Katherine Pettus
Priorities of the global health narrative are saving and prolonging lives, preventing premature or avoidable death from epidemics and infectious and noncommunicable diseases and promoting maternal and child health, healthy aging, and so on. The World Health Organization (WHO) and most health-focused nongovernmental organizations absorb and promote this narrative unquestioningly. Successful global health interventions that increase life expectancy and decrease premature mortality are funded and implemented. According to health economists, these provide the “best buy”—the biggest bang for the global health investment buck.
Global health champions rarely discuss the fact that the increased life expectancy achieved does not translate into better quality of life for many beneficiaries of these policies, especially those who are older and poorer, and that no matter how advanced, the health sciences have yet to put an end to dying itself.
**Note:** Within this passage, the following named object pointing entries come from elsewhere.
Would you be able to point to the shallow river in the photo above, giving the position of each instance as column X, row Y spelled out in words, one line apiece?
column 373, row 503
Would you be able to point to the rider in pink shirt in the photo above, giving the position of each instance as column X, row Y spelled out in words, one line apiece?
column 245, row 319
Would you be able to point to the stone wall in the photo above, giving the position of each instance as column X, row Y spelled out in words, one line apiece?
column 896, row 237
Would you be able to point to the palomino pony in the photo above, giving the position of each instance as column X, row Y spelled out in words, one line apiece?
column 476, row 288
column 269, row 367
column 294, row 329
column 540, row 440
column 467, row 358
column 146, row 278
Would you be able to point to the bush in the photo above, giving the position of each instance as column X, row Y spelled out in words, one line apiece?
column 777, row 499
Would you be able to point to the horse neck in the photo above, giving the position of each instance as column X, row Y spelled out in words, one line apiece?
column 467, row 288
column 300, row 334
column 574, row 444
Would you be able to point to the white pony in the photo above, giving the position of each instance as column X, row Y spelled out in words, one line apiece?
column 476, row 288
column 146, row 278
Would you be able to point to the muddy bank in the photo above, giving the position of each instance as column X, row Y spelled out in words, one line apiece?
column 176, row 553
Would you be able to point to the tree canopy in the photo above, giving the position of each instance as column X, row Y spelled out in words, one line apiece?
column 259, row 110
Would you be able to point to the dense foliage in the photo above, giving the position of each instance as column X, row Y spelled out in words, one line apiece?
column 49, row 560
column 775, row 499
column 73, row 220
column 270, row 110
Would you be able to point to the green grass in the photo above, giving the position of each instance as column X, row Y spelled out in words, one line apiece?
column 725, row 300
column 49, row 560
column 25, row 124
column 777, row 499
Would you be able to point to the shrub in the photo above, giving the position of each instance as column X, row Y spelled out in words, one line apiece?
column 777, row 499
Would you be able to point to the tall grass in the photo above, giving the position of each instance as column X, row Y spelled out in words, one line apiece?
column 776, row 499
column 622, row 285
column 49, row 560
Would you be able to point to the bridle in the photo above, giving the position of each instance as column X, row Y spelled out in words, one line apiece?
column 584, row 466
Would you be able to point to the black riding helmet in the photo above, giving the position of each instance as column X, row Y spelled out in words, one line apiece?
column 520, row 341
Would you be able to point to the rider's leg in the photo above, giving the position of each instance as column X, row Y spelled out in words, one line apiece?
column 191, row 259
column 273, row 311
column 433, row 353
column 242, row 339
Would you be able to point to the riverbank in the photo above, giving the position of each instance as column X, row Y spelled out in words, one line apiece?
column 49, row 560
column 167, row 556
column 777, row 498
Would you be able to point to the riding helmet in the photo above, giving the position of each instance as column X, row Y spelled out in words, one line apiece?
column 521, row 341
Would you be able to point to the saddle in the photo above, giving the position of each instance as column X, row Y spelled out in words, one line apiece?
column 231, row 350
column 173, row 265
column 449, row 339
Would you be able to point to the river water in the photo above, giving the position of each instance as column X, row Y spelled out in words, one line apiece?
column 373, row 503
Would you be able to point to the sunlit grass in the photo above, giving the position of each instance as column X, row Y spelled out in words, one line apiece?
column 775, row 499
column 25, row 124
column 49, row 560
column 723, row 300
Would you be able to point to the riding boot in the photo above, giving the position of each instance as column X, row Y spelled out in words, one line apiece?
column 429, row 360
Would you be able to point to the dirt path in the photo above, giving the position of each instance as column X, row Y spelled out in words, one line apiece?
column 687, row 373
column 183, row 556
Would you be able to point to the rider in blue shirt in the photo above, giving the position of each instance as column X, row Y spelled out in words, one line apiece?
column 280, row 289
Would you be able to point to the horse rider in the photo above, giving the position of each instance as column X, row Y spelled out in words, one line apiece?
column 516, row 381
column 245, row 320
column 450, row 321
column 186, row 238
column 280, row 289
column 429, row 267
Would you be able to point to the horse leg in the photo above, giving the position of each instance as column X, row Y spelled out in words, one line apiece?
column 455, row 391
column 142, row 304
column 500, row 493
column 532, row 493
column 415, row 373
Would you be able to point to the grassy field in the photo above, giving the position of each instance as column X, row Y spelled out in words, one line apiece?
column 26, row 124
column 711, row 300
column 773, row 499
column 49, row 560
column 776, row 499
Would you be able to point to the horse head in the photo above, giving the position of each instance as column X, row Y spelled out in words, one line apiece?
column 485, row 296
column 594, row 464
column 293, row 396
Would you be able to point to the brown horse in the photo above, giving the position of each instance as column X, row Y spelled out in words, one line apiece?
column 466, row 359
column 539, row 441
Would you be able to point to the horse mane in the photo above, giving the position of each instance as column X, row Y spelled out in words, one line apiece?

It is not news to public health scholars and geriatricians that increased life expectancy results in more disease, disability, dementia, and accelerated aging. The acute suffering these conditions produce in increasing numbers of individuals and families, and the costly burdens of this “success” on health and social budgets, which public health experts now have the tools to measure, expose the shortcomings of any global health narrative that excludes palliative care. The global health king parades with no clothes when public health systems lack universal access to quality palliative care.
Kairos and Chronos
Palliative care gently extends global health’s mortality prevention telos into new waters. The definition of palliative cares stipulates that it neither postpones nor hastens death. This positions palliative care at the nexus of chronological and deep time—chronos and kairos, the life course and the mystery. The latter, a thin place that makes space for grace, gives practitioners and patients access to epistemological and spiritual resources to transform and integrate serious health-related suffering. It reaches in where scientific knowledge accumulated over the life course cannot tread.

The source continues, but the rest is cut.